短編 | ナノ

ミムラさん



それから…何故か僕は、間違い電話の彼と度々連絡をしあう仲になりました。

彼は凄いお人よしなのか、優しい性格をしているのか、はたまたおせっかいなのか、会ったこともない僕なのにそのままにしておくのは不安だから…と、度々電話をくれて、僕の話を聞いてくれます。

まるで、カウンセラーのように。彼は僕の話に耳を向けてくれるのです。


彼は人の話を聞くのがうまくて、ついつい顔も知らないのに僕は彼に辛い今の現状を話してしまいます。


彼の名前は、ミムラ≠ニいうそうです。名前は知りません。
お互い間違い電話相手…ということで、本名は教えず、簡単な名前で呼び合っていました。

顔も見えない、どんな人かも知らないなんてまるでネットの付き合いみたいですよね。

僕は彼にキノ、と名乗っています。これは苗字の木下、からです。
キノと呼んで、と彼にいうと、彼は可愛い名前だな…と笑ってくれました。


そうそう、ミムラさんの事。
彼は聞くところによると、僕より9歳も年上の26歳の大人の方でした。
偶然、彼も僕が住んでいる近くに実家があるっといっていました。
しかも、僕らの学校のOBらしいのです。10年前に僕と同じ学校に通っていた、といっていました。

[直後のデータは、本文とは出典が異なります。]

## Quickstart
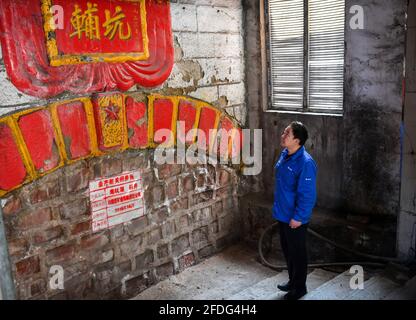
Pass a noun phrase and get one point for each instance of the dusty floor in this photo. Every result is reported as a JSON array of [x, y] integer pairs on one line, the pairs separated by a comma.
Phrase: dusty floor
[[219, 277]]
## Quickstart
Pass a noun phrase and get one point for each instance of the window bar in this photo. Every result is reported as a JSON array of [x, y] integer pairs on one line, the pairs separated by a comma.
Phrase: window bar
[[305, 56]]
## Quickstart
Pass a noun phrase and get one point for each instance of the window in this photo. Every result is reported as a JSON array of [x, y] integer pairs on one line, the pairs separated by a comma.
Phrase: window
[[305, 55]]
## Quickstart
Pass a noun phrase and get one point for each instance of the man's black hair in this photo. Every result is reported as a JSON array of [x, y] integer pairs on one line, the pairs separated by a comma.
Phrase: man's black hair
[[299, 132]]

今はサラリーマンをやっていて、独身、しかも、フリーらしいです。
恋人は作らないのか?と聞けば、高校時代、別れてしまった恋人の事が忘れられずに今もフリーのままだと言っていました。


「こう見えて、俺、モテるんだぜ…?」
「こう見えてって…見えませんよ、電話なんだから…」
「それもそっか…」

はは、と笑うミムラさん。
この人は今、どんな顔をしているんでしょう。

こんな…僕みたいな人間とわざわざしゃべってくれるような、優しいこの人の顔は、どんな人なんでしょう。

見えなくて、凄い、はがゆい。
ありがとう、って本人の前でお礼がいえたらいいのに。


「その人と…どうして、別れてしまったのですか?」
「ああ?ん〜、俺に魅力がなかったから…かな。」
「魅力…?」
「そん時の俺はさ…こう、ただ突っ走っていたわけ。その人が好きすぎて…周りが見えなくなってたっていうの?ほかの誰にも渡したくなくってさ。俺ばかり好きだったわけ。

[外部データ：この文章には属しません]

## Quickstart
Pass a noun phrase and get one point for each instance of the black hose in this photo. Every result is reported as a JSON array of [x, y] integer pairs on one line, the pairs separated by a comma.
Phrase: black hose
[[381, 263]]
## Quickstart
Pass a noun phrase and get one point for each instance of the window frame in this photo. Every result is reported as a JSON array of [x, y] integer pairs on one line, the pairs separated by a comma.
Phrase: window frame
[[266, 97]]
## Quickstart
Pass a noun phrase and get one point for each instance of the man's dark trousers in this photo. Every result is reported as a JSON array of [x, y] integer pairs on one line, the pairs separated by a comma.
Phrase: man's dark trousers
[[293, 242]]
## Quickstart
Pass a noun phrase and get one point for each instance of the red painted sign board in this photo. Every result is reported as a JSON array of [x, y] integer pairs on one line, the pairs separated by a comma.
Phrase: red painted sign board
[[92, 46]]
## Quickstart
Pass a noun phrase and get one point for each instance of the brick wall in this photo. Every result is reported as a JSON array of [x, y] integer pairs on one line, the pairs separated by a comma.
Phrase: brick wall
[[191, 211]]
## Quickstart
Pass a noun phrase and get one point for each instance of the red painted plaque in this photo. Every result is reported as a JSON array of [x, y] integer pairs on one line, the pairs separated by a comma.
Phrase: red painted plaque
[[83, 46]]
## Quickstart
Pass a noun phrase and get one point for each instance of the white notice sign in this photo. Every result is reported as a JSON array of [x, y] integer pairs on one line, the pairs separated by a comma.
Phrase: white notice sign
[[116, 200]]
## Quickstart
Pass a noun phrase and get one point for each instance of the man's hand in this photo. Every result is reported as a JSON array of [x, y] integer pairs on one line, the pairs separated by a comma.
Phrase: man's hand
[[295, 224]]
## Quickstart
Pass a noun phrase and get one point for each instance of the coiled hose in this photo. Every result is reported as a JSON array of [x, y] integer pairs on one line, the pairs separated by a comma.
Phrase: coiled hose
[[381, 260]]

今にして思うと、俺がもっと大人だったらなぁ…って思うよ。
あの人をもっと大切にしていたら、ってさ…。あの人を守ってあげられたらって」
「本当に好きだったんですね、その人のこと」
「ああ。今でも好き。すっげぇ、好きだった」

そういったミムラさんの声には本当にその人が好きなんだな、と思えるほど声に愛しさが込められていて。
少し、その相手の人が羨ましかったです。

だって、僕は、もう二度と愛されることなんかないと思うから…。
恋をするどころか、この抱かれる毎日の逃げ道すらわからないのだから。


こんな優しいミムラさんに愛されている方が、 心底羨ましくなりました。

僕は大好きな人に信じて貰えなかったから。

きっと、信じてくれるほど、彼は僕を愛しては なかったのです。

「あの人は俺の支えだったな…」

ミムラさんが別れた彼の事をいうたびに、自分 にはないモノを聞かされる感じで酷く羨ましく感 じます。